It seems, cautiously, we can say things may be looking up as far as Covid is concerned in our world. Tom reminds me that we must be grateful every day and be ready for surprises, and not always good surprises. It has been a long two years for humans and for us dogs, and it seems maybe life is finally turning the corner. This does not mean Covid will be gone, or life will go back to an exact pre-pandemic structure. 

Tom and I have been balancing between bad news and good news recently. We have many friends recently who have been diagnosed with cancer or people who have lost their loved ones due to suicide or accidents. Very sad. But lately, we have been to concerts and theaters and have seen old friends and traveled safely. Tom has also begun to make plans for theater productions and travel. Planning makes Tom feel good and in control like many of you humans. All of this makes us feel hope. The world has finally seemed to begin to open up a little, and that feels like the sun coming out after a long storm or a scrap of food finally dropping for a Thanksgiving table. It is true. The isolation has made all of us feel trapped, sort of like being inside of a cage. Believe me, I understand that feeling. 

Ten years ago, when I lived in a cage before the Middleburg Humane Society humans found me and Tom adopted me, I felt isolated and trapped.
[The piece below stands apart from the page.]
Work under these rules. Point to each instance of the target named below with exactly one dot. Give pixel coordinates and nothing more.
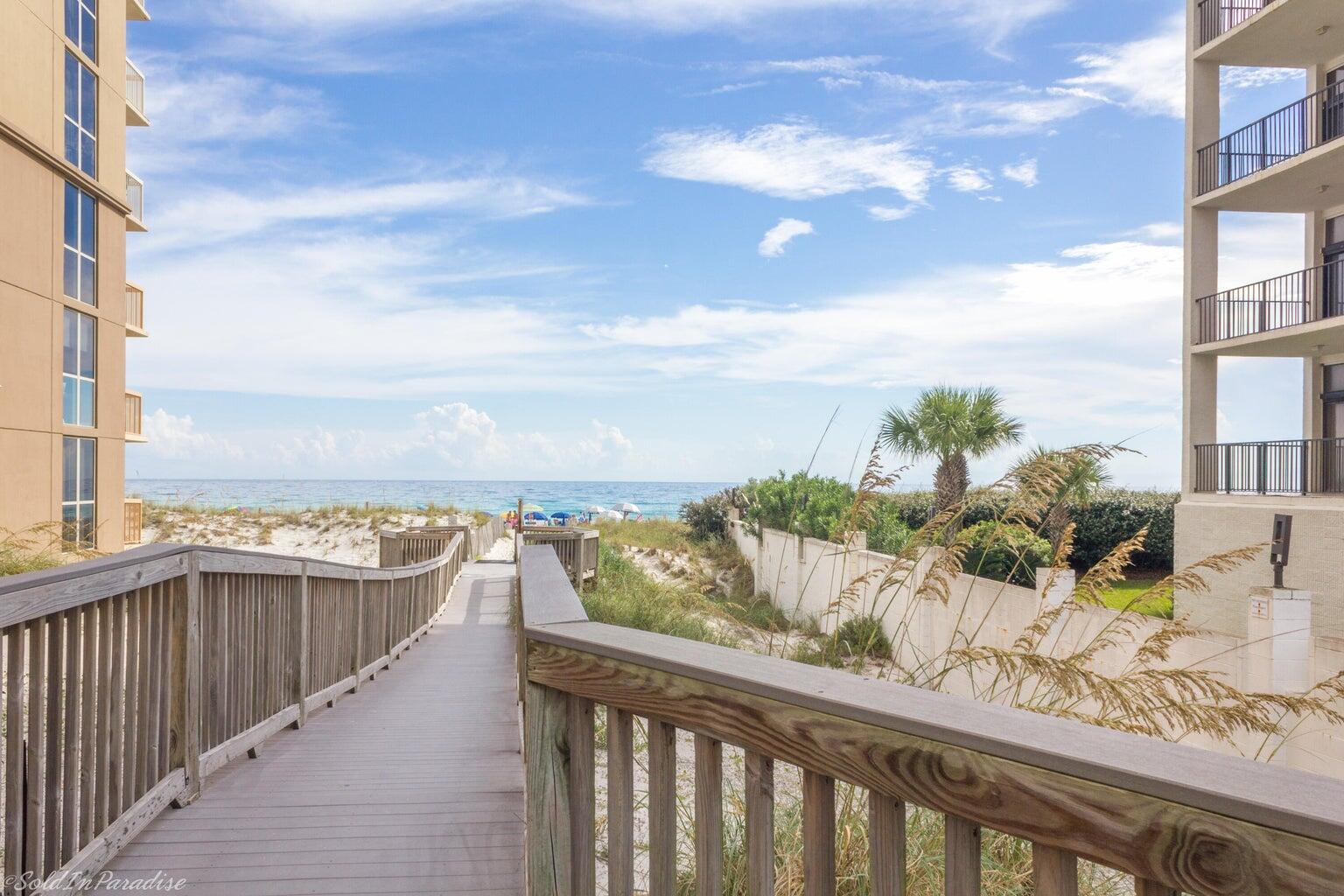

No hope. That time in my life was my “Pandemic.” To be taken away from the human I loved and not being able to leave my cage and to have limited stimulation sent me into a dark place, I confess. I think this is what humans must have felt during these last two years. Some days were hard to wake up to. I had to tell myself every morning that there was a reason I was waking. And lo and behold, after a few months, I was saved and then adopted. I never want to go back to those “cage” days, and I am confident that must be how most of you feel about this pandemic. 

It’s hard to balance out the good and the bad, honestly, but it seems there has been a new baseline for both good and bad news in this new world, and that has to do with our expectations being manipulated throughout the pandemic. Just when we thought things were getting better, we were told things were about to get worse. This makes it hard to trust the good and believe in the future. Even for dogs, this time has been confusing and disappointing. I missed seeing our house full of people and traveling to faraway places. Tom made a list of all the good things that happened during the pandemic to look back in time and see the positive that happened to him during one of the scariest times in history.

I think we should be ready for the good and prepared for the bad but expect the good and try to make good for ourselves and other people. We know now what it feels like to have a different kind of universal loss. Every human and every animal experienced the same thing. We were all scared and uncertain about what tomorrow might bring. We are not ever going to go back to the way things were, and in many ways, I think this happened to heighten our gratefulness in life. Humans needed a wake-up call. I am sorry to say that to you, but it’s true. You needed to be reminded of how fragile and precious life really is, including nature, friends, gathering, art, music, animals, tiny beautiful things, and most of all, freedom. Let’s all put out some hope into the universe, and hope this time is the beginning of a more thoughtful, appreciative, and joyful life for all of us.